Governo cria estrutura de retaguarda para combater a pandemia

No âmbito das medidas de combate à pandemia da doença COVID-19, e tendo em conta o aumento progressivo de casos de infeção por SARS-CoV-2 e o número de surtos em estruturas residenciais para pessoas idosas (ERPI), vai ser criada uma rede nacional de estruturas de apoio de retaguarda.

despacho que operacionaliza esta rede, assinado pelo Ministro da Administração Interna, pela Ministra do Trabalho, Solidariedade e Segurança Social e pela Ministra da Saúde, foi publicado hoje em Diário da República.

A rede nacional de estruturas de apoio de retaguarda (EAR), supletiva à rede já constituída pelos municípios, vai garantir o apoio a pessoas infetadas com SARS-CoV-2, sem necessidade de internamento hospitalar, e a utentes de ERPI que careçam de apoio específico fora das respetivas instalações.
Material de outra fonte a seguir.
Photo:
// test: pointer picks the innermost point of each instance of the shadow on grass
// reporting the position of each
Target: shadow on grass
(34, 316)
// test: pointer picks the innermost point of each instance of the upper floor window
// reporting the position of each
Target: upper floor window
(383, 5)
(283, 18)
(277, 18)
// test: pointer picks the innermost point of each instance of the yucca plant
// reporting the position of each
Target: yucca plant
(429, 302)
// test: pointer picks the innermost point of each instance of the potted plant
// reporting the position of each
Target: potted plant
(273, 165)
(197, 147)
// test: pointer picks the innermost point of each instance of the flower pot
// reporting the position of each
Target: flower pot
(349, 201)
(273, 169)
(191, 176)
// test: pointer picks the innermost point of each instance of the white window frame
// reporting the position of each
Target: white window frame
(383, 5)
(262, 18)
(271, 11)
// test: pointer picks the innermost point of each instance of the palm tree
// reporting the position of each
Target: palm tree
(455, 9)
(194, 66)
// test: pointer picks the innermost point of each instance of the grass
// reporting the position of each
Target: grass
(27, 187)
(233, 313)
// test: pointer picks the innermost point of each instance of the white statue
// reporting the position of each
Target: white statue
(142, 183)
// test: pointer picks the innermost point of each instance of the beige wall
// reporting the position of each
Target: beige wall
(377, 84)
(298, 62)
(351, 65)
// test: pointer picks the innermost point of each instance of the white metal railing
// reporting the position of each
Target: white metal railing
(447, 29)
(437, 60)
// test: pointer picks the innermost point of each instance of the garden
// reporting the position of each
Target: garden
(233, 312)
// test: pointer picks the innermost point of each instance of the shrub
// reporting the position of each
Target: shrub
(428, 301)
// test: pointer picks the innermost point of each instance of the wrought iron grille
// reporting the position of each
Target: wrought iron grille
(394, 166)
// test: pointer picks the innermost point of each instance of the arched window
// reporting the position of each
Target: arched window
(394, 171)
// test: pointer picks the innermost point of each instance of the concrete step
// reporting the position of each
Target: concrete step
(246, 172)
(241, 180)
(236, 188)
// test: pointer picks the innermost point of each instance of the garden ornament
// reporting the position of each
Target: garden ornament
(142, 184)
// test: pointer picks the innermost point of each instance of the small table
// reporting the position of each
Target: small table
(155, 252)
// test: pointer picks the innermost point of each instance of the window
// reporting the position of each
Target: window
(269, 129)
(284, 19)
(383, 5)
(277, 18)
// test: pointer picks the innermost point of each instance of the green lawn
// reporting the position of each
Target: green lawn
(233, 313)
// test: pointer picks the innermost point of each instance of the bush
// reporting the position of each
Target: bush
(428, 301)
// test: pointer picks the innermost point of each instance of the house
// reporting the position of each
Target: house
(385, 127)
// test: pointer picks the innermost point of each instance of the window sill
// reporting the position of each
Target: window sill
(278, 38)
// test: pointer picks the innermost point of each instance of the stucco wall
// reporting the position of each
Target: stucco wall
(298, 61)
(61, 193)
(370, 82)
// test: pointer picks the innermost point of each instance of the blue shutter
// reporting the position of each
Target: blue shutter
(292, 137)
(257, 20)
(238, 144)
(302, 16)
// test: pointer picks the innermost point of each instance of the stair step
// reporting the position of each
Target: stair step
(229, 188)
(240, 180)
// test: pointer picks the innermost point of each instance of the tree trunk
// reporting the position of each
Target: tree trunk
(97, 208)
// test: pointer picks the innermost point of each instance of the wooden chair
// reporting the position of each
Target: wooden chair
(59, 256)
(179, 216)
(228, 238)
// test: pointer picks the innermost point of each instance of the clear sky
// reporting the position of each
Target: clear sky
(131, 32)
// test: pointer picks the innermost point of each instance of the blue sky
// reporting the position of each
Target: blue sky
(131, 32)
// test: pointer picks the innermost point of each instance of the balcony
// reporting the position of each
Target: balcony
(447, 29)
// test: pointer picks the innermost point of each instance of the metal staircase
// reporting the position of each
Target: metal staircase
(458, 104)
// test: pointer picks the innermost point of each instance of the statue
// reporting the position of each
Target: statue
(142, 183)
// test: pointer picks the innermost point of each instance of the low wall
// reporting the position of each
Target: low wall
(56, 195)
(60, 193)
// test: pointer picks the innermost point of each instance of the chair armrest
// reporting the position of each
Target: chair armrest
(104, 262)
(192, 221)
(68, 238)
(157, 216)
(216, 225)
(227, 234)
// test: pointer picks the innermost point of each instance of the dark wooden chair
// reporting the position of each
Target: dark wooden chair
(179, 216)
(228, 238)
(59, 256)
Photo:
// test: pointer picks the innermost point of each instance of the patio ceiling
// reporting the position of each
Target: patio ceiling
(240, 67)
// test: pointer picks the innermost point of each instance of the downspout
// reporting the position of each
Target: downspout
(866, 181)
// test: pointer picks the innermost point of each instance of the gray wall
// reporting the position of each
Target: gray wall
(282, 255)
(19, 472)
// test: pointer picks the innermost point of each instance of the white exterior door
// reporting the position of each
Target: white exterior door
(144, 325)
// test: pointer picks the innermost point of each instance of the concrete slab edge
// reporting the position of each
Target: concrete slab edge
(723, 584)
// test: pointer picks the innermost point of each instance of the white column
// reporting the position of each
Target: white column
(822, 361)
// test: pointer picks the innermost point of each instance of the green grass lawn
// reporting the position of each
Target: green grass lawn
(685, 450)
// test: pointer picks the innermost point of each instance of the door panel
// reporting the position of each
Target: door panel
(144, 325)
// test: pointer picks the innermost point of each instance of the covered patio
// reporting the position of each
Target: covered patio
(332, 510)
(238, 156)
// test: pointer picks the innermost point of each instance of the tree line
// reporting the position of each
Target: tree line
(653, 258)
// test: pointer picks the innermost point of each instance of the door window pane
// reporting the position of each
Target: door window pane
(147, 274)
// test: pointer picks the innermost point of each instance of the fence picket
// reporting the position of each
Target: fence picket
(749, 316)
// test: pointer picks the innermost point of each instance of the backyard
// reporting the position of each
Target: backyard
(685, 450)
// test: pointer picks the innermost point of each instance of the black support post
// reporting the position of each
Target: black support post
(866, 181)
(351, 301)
Cabe às Comissões Distritais de Proteção Civil identificar e propor, para cada um dos distritos do território continental, as infraestruturas aptas a acolher as EAR, competindo aos Secretários de Estado que coordenam a execução, ao nível do Governo, das situações de alerta, contingência ou calamidade, decidir a sua instalação.

As EAR devem obedecer aos critérios técnicos definidos pela Direção-Geral da Saúde e pelo Instituto da Segurança Social, I.P..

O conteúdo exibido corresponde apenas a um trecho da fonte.